The answer is yes. It will go up or down from here.

Whenever the market has a large setback (this one is 7% so far, but it happened quickly and may or may not be finished) many of us feel a responsibility to tell our readers not to panic.

So, here’s my advice: don’t panic. (I hope to provide more useful advice below.)

To the extent that history is a guide, the market will be higher sometime in the future but no one knows when that will be.

It could be Friday.

On the other hand, stocks took 25 years to recover from the Great Depression and 16 years to recover from multiple financial crises beginning in 1963[1]. It took only six years for the market to recover from the 2007 sub-prime mortgage crisis.

When you read how quickly the market recovers from big losses, it’s important to note that a retiree’s portfolio is not the market index. It probably took longer for a retiree to recover from those losses than it took the market because she was selling stocks to pay bills during that period. At the other extreme, someone in the accumulation phase might have recovered sooner than the market if they were not spending but instead contributing additional savings during those years.

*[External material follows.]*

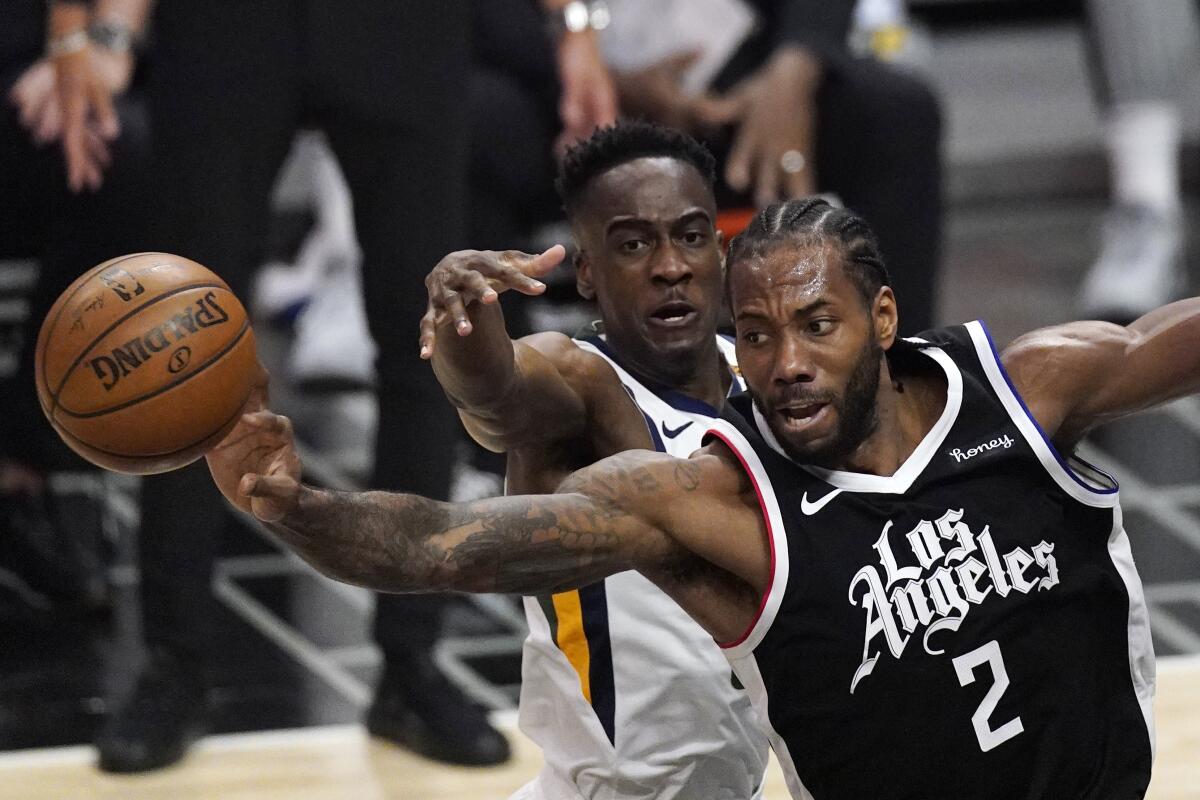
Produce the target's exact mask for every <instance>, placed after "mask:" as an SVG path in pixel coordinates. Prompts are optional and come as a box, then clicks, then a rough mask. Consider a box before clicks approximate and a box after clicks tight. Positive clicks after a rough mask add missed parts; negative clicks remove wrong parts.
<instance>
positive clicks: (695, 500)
mask: <svg viewBox="0 0 1200 800" xmlns="http://www.w3.org/2000/svg"><path fill="white" fill-rule="evenodd" d="M748 488H749V481H748V477H746V475H745V474H744V473H743V470H742V468H740V465H739V463H738V461H737V457H736V456H734V455H733V453H732V452H731V451H730V449H728V447H727V446H726V445H725V444H722V443H720V441H714V443H712V444H709V445H706V446H704V447H702V449H700V450H697V451H696V452H694V453H692V455H691V456H689V457H688V458H678V457H674V456H670V455H667V453H662V452H655V451H650V450H629V451H625V452H620V453H617V455H616V456H610V457H607V458H604V459H601V461H598V462H595V463H594V464H592V465H589V467H586V468H583V469H581V470H580V471H577V473H574V474H572V475H571V476H570V477H568V479H566V480H565V481H564V482H563V483H562V485H560V486H559V488H558V491H559V492H580V493H583V494H588V495H592V497H595V498H596V499H600V500H606V501H608V503H612V504H616V505H619V506H623V507H631V506H632V507H637V509H641V510H643V511H646V512H648V513H649V516H650V517H655V518H661V517H664V516H665V515H668V513H670V505H671V503H672V501H673V500H676V499H683V498H688V499H689V500H694V501H700V500H703V501H730V500H739V499H740V498H742V495H743V494H745V492H746V489H748Z"/></svg>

Saving during your working career is like periodically throwing more money into your retirement boat. Spending from that portfolio during retirement is like owning a leaky boat.

Three more pieces of advice.

It is important to ignore the advice of those who say this is the beginning of a much larger market decline because they can’t know; they’re only guessing.

It is equally important to ignore the advice of those who say this is a great buying opportunity because they’re guessing, too.